A Chinese tanning factory is being accused of dumping poisonous chemicals into a community water supply and causing a variety of economic and health problems for locals, but the firm responsible has seen few if any consequences because its presence in viewed as an economic necessity.

The allegations come out of Somaliland -- an internationally recognized autonomous region of Somalia -- where The Guardian reports the Jeronimo Group of Industries and Trading PLC, a subsidiary of Chinese leather glove maker Phiss, operates the tanning factory in the village of Dar-Buruq, about 40 miles outside the capital of the breakaway east African state. Tanning is the process of treating the skins of animals to produce leather. According to its website, the factory employs 60 locals and six Chinese and "produces 2,000,000 pieces of wetblue goat and sheepskins annually."

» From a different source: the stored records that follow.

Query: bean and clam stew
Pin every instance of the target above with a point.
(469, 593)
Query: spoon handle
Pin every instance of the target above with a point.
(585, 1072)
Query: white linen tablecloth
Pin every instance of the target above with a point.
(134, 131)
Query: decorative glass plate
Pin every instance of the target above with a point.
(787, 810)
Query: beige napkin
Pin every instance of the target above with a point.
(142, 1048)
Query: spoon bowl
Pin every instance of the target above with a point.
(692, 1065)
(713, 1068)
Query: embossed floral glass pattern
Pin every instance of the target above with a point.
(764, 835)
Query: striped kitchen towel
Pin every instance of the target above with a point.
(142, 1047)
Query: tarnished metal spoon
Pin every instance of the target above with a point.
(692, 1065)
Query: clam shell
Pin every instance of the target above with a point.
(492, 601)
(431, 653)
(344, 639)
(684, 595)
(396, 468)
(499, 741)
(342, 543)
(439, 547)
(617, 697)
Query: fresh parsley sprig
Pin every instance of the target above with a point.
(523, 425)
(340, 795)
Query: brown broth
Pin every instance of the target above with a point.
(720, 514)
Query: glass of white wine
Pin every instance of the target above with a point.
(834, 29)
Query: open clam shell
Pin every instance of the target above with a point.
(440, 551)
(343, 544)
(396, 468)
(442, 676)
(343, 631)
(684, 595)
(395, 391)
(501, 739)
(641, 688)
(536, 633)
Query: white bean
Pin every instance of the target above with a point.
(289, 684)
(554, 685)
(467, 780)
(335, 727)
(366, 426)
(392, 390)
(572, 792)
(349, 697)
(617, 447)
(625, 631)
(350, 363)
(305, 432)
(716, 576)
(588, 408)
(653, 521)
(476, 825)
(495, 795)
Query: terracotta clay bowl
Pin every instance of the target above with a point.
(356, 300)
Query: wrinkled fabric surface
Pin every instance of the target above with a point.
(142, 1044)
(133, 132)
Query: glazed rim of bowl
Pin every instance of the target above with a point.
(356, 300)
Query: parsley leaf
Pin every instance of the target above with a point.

Residents and local officials suspect the dumping of chemicals by the factory is affecting public health, and the factory manager admitted to The Guardian that it dumps chemical waste into the water, but the community has seen little if any compensation and the factory goes largely unregulated. Adding to the complexity of the situation is the precarious economic state of Somaliland, which desperately needs foreign investment to prove itself as an independent nation.

People living near and working at the factory have reportedly made numerous health complaints, most of which have gone unaddressed by the factory.

"We've talked to ministers, deputy ministers. Each time our arguments are passed on to someone else," one village elder told Sean Williams, who reported the story for the Somaliland Sun and The Guardian. "The government considers that it is fighting a broader war internationally to attract foreign investors. So if this one is clamped down on it will have a negative impact on that."

The local livestock industry has also collapsed and people are blaming the tainted river water, which the animals refuse to drink, forcing their herders to move elsewhere.

The Guardian reports there is no waste-management system in place at the factory, which has been in operation in Dar-Buruq since 2008.

"If the government was worried about these health issues, they should have checked before we came," Li Fai La, the factory manager, told The Guardian. "Yes, the smell is bad but trees are growing and there are fish in the water nearby."